Видимо, то обстоятельство, что в телескоп хочется глядеть не на реденько насыпанные звезды, а на окружающие населенные кварталы, порождено не только и не столько бытовым любопытством. Мощная оптика действительно обещает проникновение в тайны сверхмалых астрономических тел, именуемых людьми: как будто существует нечто такое, что жизнь посредством системы ширм скрывает именно от данного наблюдателя, а вот теперь наблюдатель наконец-то подсмотрит и поймет. Есть что-то бесконечно волнующее в том, что “серьезный” прибор наводится не туда, куда следует по науке, применяется не по назначению, а по прихоти частного владельца. Сложное и дорогое орудие труда, усиливающее возможности человеческого зрения ради подотчетных результатов целого научного коллектива, вдруг становится игрушкой, забавой, полной ерундой.
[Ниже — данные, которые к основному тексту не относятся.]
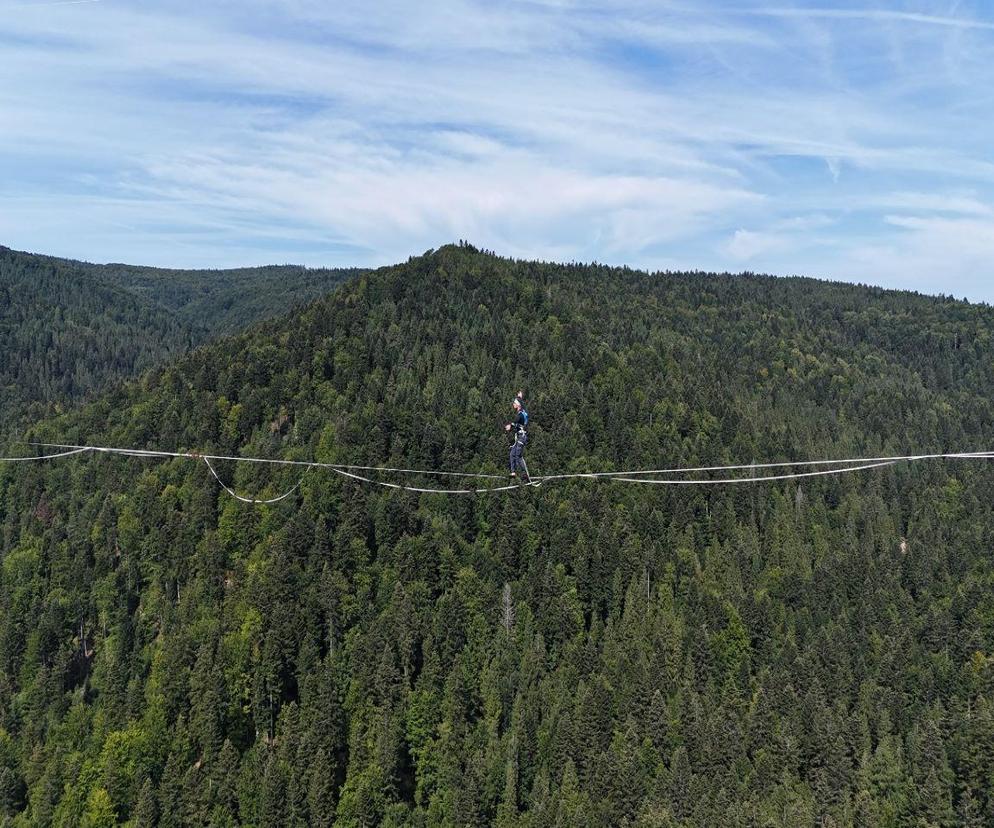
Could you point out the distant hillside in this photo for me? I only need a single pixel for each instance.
(69, 328)
(805, 653)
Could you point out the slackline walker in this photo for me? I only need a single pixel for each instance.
(727, 475)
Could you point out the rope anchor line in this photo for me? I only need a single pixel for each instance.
(664, 477)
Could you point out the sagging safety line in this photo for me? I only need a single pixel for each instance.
(636, 476)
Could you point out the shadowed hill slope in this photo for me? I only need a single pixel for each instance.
(70, 328)
(576, 654)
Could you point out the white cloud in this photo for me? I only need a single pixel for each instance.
(358, 133)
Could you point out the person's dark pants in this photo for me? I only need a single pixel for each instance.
(516, 451)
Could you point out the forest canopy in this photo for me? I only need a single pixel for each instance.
(786, 654)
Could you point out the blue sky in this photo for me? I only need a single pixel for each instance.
(844, 140)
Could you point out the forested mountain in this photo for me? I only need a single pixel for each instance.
(801, 653)
(70, 328)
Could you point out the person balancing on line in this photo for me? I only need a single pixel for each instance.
(518, 427)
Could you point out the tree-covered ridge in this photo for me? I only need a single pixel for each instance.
(68, 329)
(578, 654)
(225, 301)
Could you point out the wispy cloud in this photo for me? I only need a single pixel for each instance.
(643, 132)
(874, 15)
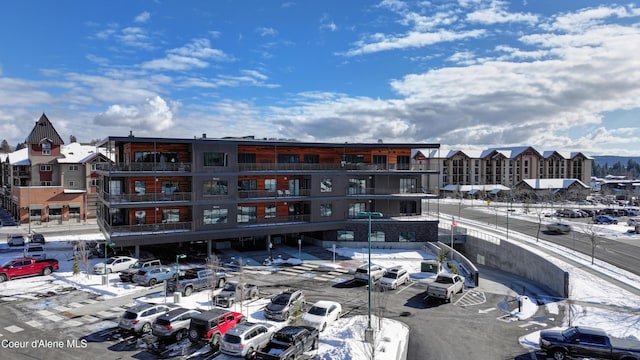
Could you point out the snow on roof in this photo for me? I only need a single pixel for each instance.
(552, 183)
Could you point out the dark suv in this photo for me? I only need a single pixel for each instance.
(284, 304)
(210, 326)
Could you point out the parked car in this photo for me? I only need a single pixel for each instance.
(285, 304)
(15, 240)
(587, 342)
(35, 251)
(126, 275)
(210, 326)
(377, 272)
(394, 277)
(174, 324)
(234, 291)
(245, 338)
(152, 275)
(290, 342)
(138, 320)
(322, 314)
(37, 239)
(604, 219)
(559, 228)
(113, 264)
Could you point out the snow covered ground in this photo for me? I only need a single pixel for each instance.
(598, 303)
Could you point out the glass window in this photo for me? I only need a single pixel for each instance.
(216, 187)
(270, 185)
(407, 236)
(215, 159)
(246, 158)
(170, 215)
(377, 236)
(215, 216)
(246, 214)
(325, 209)
(356, 208)
(140, 187)
(344, 235)
(312, 159)
(247, 185)
(326, 185)
(269, 211)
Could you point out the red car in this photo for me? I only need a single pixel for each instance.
(210, 326)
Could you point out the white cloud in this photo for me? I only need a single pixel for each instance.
(154, 115)
(144, 17)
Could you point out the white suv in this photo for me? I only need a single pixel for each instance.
(377, 272)
(114, 264)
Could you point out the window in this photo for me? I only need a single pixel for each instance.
(326, 185)
(344, 235)
(288, 158)
(215, 216)
(269, 211)
(325, 210)
(170, 216)
(216, 187)
(407, 236)
(247, 185)
(246, 158)
(356, 208)
(377, 236)
(408, 186)
(270, 185)
(140, 187)
(311, 159)
(215, 159)
(246, 214)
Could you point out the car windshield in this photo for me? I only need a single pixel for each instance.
(391, 275)
(282, 299)
(317, 310)
(229, 287)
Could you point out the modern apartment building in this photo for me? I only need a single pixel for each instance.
(48, 181)
(236, 191)
(499, 168)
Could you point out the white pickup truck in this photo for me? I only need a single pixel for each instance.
(445, 285)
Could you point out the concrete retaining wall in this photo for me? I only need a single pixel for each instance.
(516, 259)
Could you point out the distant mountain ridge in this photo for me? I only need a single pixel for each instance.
(609, 160)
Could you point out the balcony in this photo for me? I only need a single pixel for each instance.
(145, 166)
(150, 197)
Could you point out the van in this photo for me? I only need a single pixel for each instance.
(35, 251)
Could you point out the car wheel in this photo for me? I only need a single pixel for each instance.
(559, 355)
(215, 342)
(194, 335)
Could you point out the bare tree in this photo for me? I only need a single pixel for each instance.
(595, 240)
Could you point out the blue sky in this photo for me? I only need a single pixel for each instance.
(471, 74)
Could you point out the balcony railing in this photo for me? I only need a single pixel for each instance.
(145, 166)
(150, 197)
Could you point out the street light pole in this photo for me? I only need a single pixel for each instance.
(369, 330)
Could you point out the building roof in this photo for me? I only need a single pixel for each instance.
(44, 130)
(542, 184)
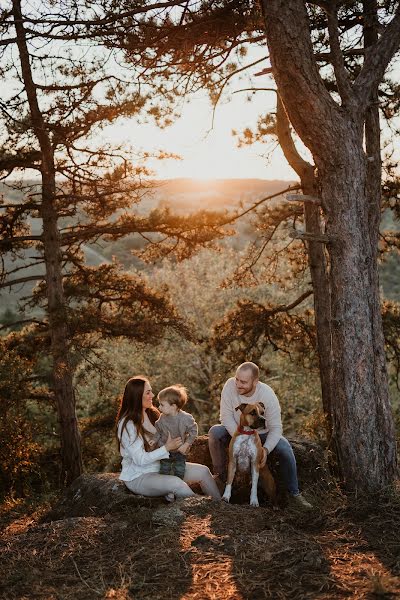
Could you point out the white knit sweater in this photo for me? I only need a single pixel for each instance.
(230, 399)
(135, 460)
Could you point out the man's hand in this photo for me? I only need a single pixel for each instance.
(264, 458)
(184, 448)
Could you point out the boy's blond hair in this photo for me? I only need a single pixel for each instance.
(174, 394)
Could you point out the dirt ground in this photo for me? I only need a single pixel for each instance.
(199, 549)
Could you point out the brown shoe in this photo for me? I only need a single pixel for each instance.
(220, 483)
(300, 502)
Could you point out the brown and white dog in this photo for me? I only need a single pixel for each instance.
(245, 452)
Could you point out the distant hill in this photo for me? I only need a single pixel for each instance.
(214, 194)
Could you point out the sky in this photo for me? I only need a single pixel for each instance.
(207, 147)
(208, 150)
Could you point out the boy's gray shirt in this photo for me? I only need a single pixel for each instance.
(180, 425)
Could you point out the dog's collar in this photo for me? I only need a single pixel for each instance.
(245, 432)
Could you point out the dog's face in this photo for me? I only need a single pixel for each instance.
(252, 415)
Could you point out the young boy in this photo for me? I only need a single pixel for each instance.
(175, 421)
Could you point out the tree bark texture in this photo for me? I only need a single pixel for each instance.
(62, 373)
(362, 420)
(317, 257)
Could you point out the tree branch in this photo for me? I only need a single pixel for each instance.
(342, 77)
(376, 61)
(12, 282)
(311, 108)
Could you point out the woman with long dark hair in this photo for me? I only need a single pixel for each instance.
(141, 464)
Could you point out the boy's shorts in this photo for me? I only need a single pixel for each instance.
(174, 465)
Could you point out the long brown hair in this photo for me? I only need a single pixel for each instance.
(131, 408)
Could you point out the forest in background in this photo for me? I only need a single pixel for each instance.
(300, 283)
(203, 292)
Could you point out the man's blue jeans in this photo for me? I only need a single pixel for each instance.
(218, 441)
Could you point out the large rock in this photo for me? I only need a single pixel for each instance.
(98, 494)
(104, 493)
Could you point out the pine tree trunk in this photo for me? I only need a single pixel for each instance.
(362, 421)
(317, 258)
(62, 373)
(361, 414)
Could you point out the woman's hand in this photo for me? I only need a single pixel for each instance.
(173, 443)
(184, 448)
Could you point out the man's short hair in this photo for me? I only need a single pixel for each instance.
(248, 366)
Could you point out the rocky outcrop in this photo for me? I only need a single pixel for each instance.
(103, 493)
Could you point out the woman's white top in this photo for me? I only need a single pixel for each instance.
(135, 460)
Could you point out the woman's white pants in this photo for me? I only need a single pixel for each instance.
(154, 484)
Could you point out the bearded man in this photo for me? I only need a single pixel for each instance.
(246, 388)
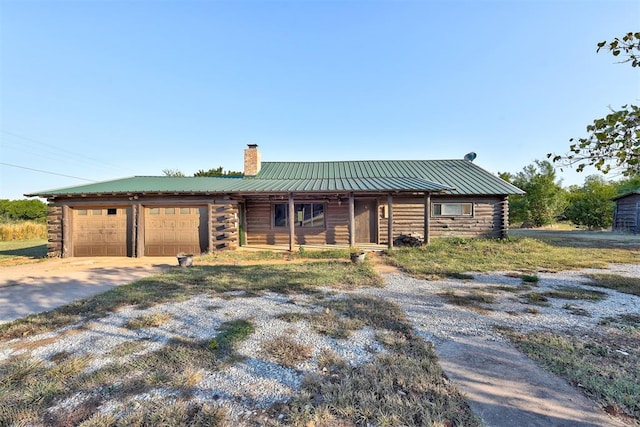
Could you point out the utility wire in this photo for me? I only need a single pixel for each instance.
(59, 150)
(50, 173)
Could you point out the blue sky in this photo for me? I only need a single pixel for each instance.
(108, 89)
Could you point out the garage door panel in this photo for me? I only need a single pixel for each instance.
(101, 232)
(169, 231)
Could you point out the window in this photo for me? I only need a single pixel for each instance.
(452, 209)
(306, 215)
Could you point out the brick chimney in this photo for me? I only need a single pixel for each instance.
(252, 162)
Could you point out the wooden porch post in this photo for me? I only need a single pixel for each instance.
(352, 221)
(427, 218)
(504, 232)
(67, 246)
(390, 222)
(139, 230)
(210, 227)
(291, 223)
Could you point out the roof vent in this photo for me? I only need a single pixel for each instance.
(470, 157)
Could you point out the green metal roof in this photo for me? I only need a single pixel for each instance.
(259, 184)
(463, 176)
(449, 176)
(147, 184)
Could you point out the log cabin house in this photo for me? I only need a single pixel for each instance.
(278, 203)
(626, 216)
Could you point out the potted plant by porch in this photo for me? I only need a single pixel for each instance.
(185, 260)
(357, 256)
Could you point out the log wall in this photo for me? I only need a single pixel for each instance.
(223, 226)
(260, 230)
(488, 218)
(627, 214)
(54, 231)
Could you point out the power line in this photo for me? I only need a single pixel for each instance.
(50, 173)
(56, 150)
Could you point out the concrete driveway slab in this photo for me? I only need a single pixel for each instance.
(35, 288)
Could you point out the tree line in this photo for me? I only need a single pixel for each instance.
(546, 201)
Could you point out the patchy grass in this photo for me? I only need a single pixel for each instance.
(23, 230)
(461, 276)
(29, 386)
(627, 285)
(286, 351)
(575, 292)
(303, 253)
(577, 311)
(628, 322)
(20, 251)
(231, 333)
(536, 298)
(563, 292)
(126, 348)
(604, 364)
(148, 321)
(447, 256)
(473, 299)
(179, 284)
(403, 386)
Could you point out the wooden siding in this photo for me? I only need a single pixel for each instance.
(408, 218)
(627, 214)
(223, 225)
(54, 231)
(260, 231)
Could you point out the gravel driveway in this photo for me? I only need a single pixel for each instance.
(37, 287)
(257, 381)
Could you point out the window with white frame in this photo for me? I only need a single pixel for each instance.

Телескоп, превращенный в орудие праздности, есть явление противозаконное, гораздо более опасное для некоего суммарного общественного порядка, нежели попавший в руки простого инженера старенький ПМ. Понятно, что астроном-любитель, если он, допустим, желает сделать открытие в науке, оказывается в позиции неизмеримо слабейшей, нежели хорошо оснащенные и работающие в обоснованном режиме профессионалы (за исключением случаев буквально небесного чуда, редкого фарта, манящего мечтателей на звездный Клондайк). Но если частный владелец телескопа использует прибор каким-нибудь непроизводственным способом, то он почему-то оказывается сильней и астрономов, и милиционеров, и всех вообще социальных институтов. Метафизический источник этой силы — беззаконная свобода вооруженного глаза. Наблюдатель при этом делается недосягаем: швея, чьи красные руки с ямками словно от арбузных семечек ловко направляли под строчку километры угловатой ткани, ни при каких обстоятельствах не могла обнаружить в простодушно-нелепом, с балкончиками вроде прибитых к окнам парковых скамеек, подслеповатом домище тайного телескопного гнезда. Владелец телескопа, глядя на все земное в любительскую трубку, сам словно переносится на Луну.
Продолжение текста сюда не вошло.